All those dependencies we have to explicitly list should be listed with an exact version and a signature of the version’s contents.

3. CVEs break your build

Pinning your versions means that, if someone finds a bug or vulnerability, you need to explicitly upgrade. But no one wants to go out and check for bugs on every dependency. Instead, the repository you’re pulling from needs some way of annotating dependencies with vulnerabilities, bugs, and CVE’s that affect specific versions. And when you build, your build system goes and checks for any on the versions you’re using. If there are any, you can either explicitly annotate the dependency that you’re ignoring that item, or change the version and test with that.

4. Exponentially increasing build times

Finally, we need some straight up punishment for letting your dependency list get too long. The build system should add a sleep statement to the build. Have one dependency? Adds 50ms. Have two? 100ms. Three? 200ms. We keep doubling, and quickly your build becomes completely untenable. At 15 dependencies you’re already at around a day.

Possible objections

“This will make it harder for people to quickly start new projects!” This is the same trap that made MongoDB popular. MongoDB stripped out all the parts important for operating in production (schema enforcement, data migration, secure default values), which started lots of people using it, and left a mass of production problems in its wake. Proper dependency handling is part of the intrinsic complexity of a project, not a distraction to be shoved under the rug.

“Won’t this just make people add their stuff to a smaller number of big libraries?” Why, yes. And then you have a critical mass where you can have standards for acceptance and packaging and put effort into the logistics of those fewer libraries. Eventually stuff gets flowed into the standard library of the language and stops being a dependency at all, as the flow of stuff from Boost into the C++ standard library demonstrates.

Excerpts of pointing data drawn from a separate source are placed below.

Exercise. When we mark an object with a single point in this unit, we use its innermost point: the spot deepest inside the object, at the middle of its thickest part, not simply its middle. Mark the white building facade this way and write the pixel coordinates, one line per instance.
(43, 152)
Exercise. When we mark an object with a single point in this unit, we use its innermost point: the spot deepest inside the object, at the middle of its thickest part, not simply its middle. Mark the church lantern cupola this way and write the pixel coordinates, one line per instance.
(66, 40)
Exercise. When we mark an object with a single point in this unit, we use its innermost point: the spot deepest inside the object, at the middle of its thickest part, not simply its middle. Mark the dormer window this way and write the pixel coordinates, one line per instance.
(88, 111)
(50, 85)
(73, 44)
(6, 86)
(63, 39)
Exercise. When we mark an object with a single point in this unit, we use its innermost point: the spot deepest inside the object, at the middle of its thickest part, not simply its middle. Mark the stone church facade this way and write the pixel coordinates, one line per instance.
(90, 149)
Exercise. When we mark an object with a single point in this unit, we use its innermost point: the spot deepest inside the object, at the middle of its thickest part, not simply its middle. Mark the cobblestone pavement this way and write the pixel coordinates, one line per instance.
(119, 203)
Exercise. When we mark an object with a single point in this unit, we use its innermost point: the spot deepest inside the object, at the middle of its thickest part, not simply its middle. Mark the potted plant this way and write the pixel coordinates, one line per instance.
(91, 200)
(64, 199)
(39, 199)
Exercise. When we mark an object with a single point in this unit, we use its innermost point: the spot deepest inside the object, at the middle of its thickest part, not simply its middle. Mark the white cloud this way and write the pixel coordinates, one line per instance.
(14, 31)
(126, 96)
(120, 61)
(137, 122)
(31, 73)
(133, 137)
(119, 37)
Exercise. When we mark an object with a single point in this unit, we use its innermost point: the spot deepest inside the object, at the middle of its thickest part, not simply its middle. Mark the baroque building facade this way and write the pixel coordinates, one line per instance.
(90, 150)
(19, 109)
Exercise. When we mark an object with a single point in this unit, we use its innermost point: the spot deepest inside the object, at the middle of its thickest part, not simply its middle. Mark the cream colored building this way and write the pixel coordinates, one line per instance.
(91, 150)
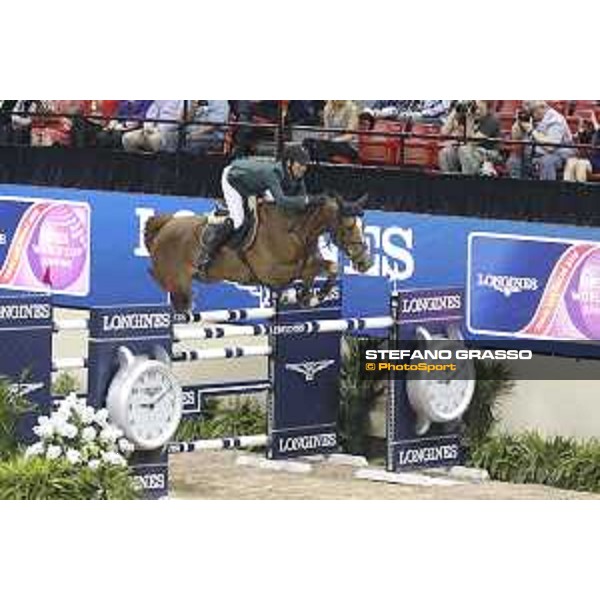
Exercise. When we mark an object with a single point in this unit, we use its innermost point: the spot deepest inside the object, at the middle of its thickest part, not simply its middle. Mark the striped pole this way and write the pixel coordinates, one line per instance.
(220, 353)
(70, 325)
(230, 443)
(220, 316)
(183, 333)
(69, 363)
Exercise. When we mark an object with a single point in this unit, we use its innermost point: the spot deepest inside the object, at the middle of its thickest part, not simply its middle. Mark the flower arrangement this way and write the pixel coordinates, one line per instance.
(80, 435)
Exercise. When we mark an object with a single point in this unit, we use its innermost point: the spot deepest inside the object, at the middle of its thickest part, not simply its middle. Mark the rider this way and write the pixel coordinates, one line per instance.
(280, 182)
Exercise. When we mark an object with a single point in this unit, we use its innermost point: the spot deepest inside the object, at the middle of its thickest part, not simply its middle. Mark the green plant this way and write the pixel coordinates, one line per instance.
(357, 395)
(13, 405)
(42, 479)
(493, 382)
(530, 458)
(223, 418)
(64, 384)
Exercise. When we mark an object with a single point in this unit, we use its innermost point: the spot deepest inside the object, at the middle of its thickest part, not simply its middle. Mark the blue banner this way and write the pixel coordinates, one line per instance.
(410, 250)
(533, 287)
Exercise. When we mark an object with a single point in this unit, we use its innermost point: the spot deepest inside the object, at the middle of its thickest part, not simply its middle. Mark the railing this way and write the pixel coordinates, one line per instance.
(282, 131)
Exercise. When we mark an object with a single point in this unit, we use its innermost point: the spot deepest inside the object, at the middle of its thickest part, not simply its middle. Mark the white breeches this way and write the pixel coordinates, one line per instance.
(233, 199)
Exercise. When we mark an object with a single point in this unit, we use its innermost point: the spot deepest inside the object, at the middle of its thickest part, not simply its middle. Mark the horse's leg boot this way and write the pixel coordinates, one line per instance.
(215, 235)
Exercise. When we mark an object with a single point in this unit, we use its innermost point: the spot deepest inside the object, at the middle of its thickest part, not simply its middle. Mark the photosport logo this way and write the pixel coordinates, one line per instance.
(392, 250)
(507, 284)
(48, 247)
(309, 369)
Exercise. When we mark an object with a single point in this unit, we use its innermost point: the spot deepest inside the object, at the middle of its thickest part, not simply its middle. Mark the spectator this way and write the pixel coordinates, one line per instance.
(21, 120)
(342, 115)
(52, 122)
(419, 110)
(6, 109)
(261, 112)
(475, 157)
(539, 123)
(129, 116)
(304, 113)
(454, 126)
(203, 138)
(95, 117)
(155, 135)
(579, 168)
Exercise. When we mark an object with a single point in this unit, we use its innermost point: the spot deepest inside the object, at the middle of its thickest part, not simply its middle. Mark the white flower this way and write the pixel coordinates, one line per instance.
(34, 450)
(88, 434)
(44, 430)
(86, 414)
(71, 431)
(64, 429)
(53, 452)
(101, 416)
(110, 433)
(125, 446)
(73, 456)
(113, 458)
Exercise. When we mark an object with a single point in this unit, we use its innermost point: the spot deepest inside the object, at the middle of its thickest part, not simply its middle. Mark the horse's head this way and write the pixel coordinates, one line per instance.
(347, 231)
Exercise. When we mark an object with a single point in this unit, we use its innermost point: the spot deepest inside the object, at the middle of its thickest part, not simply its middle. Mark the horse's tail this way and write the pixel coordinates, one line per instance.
(153, 226)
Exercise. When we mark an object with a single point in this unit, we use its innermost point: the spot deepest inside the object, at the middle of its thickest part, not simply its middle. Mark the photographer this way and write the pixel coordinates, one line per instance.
(587, 161)
(475, 120)
(539, 123)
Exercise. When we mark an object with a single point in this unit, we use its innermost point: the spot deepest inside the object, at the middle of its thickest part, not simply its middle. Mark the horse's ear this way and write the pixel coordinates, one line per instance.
(362, 201)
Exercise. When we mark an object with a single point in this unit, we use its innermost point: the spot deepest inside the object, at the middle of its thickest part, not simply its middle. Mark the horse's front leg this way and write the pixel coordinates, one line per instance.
(317, 266)
(331, 270)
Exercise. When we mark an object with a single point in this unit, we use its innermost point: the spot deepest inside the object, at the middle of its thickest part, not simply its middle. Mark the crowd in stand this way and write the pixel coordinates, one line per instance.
(533, 139)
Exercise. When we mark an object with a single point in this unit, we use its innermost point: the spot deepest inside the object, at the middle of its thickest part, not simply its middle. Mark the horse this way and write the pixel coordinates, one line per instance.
(283, 247)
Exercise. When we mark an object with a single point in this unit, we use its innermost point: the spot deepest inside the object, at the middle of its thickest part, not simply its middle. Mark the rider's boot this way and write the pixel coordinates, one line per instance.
(215, 236)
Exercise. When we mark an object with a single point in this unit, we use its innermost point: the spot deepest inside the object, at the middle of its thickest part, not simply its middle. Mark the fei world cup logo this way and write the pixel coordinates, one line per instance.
(309, 369)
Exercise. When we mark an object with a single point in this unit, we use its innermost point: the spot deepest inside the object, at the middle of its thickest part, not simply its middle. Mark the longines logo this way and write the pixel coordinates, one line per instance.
(119, 322)
(151, 481)
(433, 304)
(423, 456)
(23, 312)
(25, 389)
(507, 284)
(310, 368)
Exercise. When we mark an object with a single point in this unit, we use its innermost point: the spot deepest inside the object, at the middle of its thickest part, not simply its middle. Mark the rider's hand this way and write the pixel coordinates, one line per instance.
(317, 200)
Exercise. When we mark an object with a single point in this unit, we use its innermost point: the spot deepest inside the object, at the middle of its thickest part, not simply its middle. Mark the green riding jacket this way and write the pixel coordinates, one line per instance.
(254, 176)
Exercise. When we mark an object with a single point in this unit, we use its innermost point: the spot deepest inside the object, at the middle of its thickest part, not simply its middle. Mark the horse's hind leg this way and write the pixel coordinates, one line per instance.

“People will reinvent the wheel!” This is an obsession going back to the 1980’s when people dreamed of making programming into a low skilled task of plugging together reusable modules. It’s okay for people to write a left pad function or similar things as they need them. It often takes about the same time as finding and figuring out a new dependency.

“This raises the bar for people to contribute to open source.” It doesn’t really. It just reduces the blast radius an individual can have without doing the emotional labor of engaging with their community and environment. You can still publish a leftpad library, but no one will use it unless you do the work to make it part of some community standard library.

“No one would switch to a build system that does this.” This is true.